Unlike translational momentum which is descriptive of the whole body, rotational momentum (aka angular momentum) is descriptive of a specific point in space.

When summed about an arbitrary point A that might be fixed to the ground, fixed to the body, or moving in an arbitrary fashion the following relationships describe the rate of change of momentum

$$ \begin{array}{r|l} \text{translational momentum} & \tfrac{{\rm d}}{{\rm d}t} \boldsymbol{p} = \boldsymbol{F} \\ \text{rotational momentum} & \tfrac{{\rm d}}{{\rm d}t} \boldsymbol{L}_A = \boldsymbol{\tau}_A - \boldsymbol{v}_A \times \boldsymbol{p} \\ \end{array} $$

where $\boldsymbol{F}$ is the net force on a body, $\boldsymbol{p}$ is the linear momentum vector, $\boldsymbol{\tau}_A$ is the net torque on the body summed at the arbitrary point, and $\boldsymbol{L}_A$ is the angular momentum vector of the body summed also at the arbitrary point. Finally, $\boldsymbol{v}_A$ is the velocity vector of the arbitrary point.
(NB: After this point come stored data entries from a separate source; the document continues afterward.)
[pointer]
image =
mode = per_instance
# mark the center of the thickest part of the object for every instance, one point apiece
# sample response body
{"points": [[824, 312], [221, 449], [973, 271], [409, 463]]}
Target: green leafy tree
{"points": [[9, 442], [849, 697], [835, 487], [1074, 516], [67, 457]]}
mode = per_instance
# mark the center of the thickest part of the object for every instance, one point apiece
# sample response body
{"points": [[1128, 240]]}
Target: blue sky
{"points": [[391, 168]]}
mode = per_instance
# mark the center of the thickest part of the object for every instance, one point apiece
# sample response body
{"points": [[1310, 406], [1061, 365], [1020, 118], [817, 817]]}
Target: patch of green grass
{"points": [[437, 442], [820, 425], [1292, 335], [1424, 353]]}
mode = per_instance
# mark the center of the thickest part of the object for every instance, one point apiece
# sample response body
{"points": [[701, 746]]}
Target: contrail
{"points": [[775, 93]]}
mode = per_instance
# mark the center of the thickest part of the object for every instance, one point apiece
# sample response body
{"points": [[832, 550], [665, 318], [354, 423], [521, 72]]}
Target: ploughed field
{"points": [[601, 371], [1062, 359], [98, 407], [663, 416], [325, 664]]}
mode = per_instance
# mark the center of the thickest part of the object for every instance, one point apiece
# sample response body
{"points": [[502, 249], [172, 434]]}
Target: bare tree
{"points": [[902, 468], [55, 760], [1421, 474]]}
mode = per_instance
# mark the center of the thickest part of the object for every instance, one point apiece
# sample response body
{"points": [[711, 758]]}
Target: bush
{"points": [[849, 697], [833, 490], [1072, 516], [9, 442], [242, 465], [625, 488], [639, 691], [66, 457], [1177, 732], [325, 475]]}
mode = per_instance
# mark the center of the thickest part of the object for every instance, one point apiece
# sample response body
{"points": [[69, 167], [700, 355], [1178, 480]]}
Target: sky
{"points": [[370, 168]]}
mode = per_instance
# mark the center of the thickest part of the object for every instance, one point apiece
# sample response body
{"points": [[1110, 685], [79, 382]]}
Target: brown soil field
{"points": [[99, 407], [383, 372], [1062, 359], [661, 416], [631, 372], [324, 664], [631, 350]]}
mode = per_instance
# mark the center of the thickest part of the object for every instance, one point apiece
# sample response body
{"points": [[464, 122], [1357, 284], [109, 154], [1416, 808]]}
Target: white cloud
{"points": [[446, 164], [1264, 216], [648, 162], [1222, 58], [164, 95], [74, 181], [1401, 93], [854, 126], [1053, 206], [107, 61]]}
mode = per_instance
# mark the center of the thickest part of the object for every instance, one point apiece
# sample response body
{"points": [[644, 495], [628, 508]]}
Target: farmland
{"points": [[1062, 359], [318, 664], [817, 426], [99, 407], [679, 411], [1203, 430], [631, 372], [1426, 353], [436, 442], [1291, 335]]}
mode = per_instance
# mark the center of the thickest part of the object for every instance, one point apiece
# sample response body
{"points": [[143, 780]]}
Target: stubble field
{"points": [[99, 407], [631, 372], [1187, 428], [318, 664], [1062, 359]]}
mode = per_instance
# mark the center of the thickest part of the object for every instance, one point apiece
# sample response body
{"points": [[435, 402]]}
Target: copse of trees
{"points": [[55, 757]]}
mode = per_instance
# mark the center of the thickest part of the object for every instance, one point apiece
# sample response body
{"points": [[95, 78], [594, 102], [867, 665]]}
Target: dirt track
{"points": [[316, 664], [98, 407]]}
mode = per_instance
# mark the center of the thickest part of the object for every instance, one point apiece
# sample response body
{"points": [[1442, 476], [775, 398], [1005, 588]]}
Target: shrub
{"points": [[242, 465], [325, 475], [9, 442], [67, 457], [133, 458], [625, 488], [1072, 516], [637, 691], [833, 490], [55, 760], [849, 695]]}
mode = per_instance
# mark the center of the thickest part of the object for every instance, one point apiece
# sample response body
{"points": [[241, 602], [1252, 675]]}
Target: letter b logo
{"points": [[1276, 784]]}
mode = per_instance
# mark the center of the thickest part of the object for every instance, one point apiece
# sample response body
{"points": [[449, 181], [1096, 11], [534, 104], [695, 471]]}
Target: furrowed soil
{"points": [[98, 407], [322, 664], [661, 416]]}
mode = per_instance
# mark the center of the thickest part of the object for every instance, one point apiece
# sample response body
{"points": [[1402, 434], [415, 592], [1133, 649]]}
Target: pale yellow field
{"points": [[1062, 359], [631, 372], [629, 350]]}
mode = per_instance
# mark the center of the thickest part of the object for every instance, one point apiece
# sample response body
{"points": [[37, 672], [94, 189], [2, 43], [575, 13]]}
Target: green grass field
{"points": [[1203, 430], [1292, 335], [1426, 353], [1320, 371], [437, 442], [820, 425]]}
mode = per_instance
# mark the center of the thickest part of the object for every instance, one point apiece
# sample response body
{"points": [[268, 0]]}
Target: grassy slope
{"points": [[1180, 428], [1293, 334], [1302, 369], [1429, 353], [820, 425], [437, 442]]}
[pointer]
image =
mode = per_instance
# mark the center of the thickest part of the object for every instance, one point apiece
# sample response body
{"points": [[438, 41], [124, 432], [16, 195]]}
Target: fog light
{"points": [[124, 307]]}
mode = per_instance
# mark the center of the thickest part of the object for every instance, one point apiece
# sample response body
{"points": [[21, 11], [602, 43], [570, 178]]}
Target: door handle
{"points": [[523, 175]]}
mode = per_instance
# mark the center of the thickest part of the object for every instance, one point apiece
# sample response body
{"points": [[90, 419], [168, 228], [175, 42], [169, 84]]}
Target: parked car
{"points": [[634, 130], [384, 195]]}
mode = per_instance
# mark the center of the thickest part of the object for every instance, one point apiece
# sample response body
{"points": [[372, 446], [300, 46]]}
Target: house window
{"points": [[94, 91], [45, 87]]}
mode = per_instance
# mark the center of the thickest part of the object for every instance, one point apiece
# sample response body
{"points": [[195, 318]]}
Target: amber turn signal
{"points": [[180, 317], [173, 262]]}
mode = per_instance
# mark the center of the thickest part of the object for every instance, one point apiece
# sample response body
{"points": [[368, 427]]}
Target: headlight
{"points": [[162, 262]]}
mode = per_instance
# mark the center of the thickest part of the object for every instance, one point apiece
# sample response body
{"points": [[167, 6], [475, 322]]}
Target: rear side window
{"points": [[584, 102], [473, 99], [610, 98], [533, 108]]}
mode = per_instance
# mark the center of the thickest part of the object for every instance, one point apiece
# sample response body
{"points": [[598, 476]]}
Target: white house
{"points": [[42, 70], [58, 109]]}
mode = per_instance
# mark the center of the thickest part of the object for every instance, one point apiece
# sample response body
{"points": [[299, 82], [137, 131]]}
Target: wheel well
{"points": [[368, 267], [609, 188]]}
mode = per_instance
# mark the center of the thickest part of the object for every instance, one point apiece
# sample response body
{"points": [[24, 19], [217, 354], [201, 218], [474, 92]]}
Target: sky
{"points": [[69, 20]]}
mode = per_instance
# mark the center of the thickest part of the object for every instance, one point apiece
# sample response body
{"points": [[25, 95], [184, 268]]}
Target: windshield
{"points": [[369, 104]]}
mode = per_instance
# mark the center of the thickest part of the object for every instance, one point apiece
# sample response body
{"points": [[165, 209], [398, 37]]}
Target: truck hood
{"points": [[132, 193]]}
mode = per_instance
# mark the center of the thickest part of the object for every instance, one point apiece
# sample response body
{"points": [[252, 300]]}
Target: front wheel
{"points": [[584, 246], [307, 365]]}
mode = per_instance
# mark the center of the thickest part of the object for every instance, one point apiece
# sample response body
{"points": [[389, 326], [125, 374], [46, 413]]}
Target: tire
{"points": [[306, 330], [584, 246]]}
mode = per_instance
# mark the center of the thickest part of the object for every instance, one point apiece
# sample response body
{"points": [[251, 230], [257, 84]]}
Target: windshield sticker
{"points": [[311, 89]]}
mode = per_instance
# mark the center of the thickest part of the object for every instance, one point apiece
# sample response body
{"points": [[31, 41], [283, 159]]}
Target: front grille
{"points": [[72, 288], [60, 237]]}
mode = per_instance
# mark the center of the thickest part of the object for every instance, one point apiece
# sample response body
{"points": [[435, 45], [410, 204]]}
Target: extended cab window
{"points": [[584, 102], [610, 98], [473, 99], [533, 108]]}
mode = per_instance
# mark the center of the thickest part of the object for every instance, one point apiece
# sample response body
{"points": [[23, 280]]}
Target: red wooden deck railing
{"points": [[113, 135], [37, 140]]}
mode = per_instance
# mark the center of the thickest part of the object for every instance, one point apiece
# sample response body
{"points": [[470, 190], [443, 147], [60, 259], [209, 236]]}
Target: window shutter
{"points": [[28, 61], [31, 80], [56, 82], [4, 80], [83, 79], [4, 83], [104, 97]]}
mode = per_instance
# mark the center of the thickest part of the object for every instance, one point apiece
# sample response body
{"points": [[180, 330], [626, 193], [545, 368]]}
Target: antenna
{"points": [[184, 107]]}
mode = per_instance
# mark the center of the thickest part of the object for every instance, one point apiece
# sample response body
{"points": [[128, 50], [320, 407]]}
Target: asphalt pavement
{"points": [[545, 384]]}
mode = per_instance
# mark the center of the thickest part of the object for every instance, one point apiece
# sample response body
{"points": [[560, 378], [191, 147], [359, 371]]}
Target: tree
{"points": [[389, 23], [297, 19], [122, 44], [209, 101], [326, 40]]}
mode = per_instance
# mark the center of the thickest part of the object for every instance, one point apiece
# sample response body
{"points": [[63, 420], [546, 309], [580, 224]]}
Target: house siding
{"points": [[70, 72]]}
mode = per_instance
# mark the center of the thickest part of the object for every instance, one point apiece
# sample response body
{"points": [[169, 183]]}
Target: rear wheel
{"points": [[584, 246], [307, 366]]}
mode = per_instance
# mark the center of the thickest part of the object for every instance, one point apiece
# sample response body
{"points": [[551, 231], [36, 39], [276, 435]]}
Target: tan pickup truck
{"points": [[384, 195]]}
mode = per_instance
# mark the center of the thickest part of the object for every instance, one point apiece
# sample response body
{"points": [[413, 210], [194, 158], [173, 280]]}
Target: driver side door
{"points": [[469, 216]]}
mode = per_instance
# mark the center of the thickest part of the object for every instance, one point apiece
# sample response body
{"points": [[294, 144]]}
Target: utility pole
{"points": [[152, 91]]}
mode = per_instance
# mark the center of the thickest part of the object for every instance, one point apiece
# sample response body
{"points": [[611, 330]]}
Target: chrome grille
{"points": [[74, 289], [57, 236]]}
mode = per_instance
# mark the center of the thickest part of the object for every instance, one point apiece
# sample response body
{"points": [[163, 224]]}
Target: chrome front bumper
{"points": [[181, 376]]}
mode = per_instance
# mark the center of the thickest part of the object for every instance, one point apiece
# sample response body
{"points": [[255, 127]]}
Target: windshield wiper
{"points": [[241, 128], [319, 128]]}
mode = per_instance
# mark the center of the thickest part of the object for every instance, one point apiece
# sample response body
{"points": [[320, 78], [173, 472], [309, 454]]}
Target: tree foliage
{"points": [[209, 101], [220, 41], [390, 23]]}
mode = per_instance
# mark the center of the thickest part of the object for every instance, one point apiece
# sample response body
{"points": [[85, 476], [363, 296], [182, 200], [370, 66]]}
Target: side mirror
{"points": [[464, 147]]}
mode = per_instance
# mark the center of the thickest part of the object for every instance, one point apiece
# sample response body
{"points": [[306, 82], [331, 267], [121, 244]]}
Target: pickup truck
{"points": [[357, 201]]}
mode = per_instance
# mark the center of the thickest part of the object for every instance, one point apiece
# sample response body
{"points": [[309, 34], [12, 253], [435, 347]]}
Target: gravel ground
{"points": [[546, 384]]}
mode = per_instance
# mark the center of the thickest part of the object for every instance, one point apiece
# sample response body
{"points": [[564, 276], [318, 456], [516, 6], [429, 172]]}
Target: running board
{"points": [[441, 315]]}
_{See equation 3.90 in these Dynamics Lecture Notes which uses point B as the arbitrary point.}

What is important is the conditions listed above when $\boldsymbol{\tau}_A = \tfrac{\rm d}{{\rm d}t} \boldsymbol{L}_A$

• The arbitrary point is fixed to the observer
• The arbitrary point is fixed on the body center of mass
• The arbitrary point is moving in a direction parallel to the center of mass motion.

So to answer the question. To conserve angular momentum $\boldsymbol{L}_A$ at some arbitrary point, you must have $\boldsymbol{\tau}_A = \boldsymbol{v}_A \times \boldsymbol{p}$.

Answer 3

your formula is only right, if r is the radius to the touching point otherwise it should be $M*\vec{v}\times\vec{r}$